Review 5: Public Goods and Private Communities: The Market Provision of Social Services, by Fred Foldvary (1994)
Reviewed by:
R.A. Beauregard,
University of Pittsburgh,
Choice, Vol. 32 No. 1 (Sept. 94)

"For those with a Lockean bent, governments threaten individual rights and often deliver goods and services inefficiently. Yet, governments are needed to provide public goods (such as weather reporting) that are expensive, have broad social consequences, and are indivisible, thus leading to free riders. Supposedly, markets fail at providing such goods. Foldvary’s goal is to debunk this rationale. He constructs a thorough, impressive argument for the provision of public goods through nongovernmental bodies; specifically, consensual territorial communities. He argues that the spatiality of public goods means that their benefits are capitalized in site values, thus allowing site rents to be charged.
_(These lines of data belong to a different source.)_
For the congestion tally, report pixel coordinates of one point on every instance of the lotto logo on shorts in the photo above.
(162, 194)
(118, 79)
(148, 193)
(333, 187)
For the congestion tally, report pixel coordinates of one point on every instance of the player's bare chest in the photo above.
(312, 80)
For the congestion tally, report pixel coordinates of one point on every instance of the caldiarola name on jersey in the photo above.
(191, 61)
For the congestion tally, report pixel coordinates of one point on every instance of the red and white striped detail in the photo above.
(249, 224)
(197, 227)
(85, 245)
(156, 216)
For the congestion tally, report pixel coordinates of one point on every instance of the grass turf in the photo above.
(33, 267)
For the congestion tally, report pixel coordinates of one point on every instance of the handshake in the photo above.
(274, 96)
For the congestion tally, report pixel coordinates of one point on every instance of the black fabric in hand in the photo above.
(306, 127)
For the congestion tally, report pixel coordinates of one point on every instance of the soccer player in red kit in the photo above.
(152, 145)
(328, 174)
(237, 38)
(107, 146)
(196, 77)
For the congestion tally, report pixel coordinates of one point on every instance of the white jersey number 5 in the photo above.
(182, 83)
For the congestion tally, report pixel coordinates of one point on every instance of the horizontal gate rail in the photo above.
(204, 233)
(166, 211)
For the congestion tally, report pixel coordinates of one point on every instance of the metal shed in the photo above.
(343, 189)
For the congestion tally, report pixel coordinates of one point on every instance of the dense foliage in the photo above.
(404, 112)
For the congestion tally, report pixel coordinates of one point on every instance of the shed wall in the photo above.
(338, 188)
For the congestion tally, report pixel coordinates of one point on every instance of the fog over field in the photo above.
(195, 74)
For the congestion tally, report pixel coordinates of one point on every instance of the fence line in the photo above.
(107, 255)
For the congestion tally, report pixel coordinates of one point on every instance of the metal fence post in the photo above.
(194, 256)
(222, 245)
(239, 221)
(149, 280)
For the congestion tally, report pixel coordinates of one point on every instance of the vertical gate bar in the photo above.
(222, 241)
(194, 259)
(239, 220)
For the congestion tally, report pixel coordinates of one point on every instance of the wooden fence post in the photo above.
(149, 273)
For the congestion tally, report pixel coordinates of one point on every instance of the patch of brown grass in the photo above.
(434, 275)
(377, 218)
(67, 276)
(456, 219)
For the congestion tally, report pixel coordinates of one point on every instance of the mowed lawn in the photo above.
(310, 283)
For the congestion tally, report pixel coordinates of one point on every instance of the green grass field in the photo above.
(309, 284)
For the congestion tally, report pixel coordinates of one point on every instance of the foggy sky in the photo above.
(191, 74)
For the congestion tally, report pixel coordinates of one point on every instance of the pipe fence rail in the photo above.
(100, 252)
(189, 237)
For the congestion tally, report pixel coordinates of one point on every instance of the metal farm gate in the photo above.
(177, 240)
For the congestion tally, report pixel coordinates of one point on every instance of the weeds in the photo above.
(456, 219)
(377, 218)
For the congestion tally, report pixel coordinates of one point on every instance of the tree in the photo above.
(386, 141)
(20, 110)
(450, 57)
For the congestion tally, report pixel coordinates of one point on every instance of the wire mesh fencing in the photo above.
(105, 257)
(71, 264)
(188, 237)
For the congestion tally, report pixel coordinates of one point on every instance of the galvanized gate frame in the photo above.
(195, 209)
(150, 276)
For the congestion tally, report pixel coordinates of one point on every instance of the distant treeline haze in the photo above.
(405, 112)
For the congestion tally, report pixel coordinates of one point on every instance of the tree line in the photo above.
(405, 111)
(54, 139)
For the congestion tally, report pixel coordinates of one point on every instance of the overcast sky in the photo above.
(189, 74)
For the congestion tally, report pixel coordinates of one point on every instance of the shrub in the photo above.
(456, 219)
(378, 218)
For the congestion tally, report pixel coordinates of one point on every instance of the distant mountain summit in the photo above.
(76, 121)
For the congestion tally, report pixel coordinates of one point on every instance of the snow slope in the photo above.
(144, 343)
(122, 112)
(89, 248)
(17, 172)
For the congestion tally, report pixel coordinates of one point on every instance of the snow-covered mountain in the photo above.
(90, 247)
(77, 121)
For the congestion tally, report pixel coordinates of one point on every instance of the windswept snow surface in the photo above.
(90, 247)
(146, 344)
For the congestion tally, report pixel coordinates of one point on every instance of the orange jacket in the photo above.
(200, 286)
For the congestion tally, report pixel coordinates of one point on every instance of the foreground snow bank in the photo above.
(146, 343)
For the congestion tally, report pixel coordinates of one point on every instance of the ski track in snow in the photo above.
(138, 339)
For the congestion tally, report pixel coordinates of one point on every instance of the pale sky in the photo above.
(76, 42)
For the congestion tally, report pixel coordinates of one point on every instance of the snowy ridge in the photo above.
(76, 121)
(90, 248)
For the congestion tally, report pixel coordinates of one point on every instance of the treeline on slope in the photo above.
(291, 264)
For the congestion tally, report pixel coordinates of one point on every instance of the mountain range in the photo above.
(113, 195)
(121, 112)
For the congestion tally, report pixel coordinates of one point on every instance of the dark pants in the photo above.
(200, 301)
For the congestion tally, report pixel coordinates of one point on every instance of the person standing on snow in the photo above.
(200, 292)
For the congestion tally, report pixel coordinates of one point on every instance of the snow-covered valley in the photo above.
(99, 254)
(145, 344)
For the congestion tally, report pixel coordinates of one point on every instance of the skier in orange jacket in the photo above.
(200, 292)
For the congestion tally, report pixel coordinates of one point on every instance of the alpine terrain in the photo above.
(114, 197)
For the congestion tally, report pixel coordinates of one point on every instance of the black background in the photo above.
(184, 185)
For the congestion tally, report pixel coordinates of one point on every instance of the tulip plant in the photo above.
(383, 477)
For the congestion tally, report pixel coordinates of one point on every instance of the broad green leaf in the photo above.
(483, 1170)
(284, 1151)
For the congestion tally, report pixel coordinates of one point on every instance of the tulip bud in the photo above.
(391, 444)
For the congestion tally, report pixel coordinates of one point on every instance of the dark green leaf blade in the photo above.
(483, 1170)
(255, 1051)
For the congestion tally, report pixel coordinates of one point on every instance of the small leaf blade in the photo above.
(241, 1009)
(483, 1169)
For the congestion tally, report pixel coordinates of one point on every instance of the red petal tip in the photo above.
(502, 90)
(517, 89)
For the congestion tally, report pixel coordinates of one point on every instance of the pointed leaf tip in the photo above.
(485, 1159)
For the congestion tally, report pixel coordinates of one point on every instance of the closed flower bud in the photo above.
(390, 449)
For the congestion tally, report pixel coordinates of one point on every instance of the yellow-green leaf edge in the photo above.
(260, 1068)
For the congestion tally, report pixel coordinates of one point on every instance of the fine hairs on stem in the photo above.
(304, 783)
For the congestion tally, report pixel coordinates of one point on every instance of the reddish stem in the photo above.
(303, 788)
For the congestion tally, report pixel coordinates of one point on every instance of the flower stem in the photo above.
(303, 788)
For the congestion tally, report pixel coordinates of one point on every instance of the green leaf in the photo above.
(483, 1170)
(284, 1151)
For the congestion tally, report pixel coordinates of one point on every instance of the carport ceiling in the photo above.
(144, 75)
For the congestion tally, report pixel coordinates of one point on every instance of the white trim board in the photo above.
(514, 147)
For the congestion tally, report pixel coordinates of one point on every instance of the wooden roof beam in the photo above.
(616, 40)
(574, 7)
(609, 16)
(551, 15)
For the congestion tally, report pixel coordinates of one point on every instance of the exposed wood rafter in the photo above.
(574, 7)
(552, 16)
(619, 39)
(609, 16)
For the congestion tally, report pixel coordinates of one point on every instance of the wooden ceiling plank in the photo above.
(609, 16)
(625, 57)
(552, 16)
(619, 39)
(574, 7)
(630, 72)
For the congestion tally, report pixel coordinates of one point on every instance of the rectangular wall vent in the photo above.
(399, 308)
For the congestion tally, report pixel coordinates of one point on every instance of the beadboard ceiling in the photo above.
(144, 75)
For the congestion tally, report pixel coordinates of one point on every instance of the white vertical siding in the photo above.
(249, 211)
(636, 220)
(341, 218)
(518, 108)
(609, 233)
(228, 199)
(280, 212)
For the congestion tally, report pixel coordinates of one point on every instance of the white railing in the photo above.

This enables people to form proprietary communities to supply themselves with public goods and thereby bypass governmental inefficiencies and enhance individual rights. His argument – drawing on philosophical premises, public choice theory, and mathematical formulations – is sophisticated and includes illustrations of successful applications (e.g. Walt Disney World, resident associations, land trusts). The book contributes a significant argument to debates over the limits to government and the increasing privatization of society.”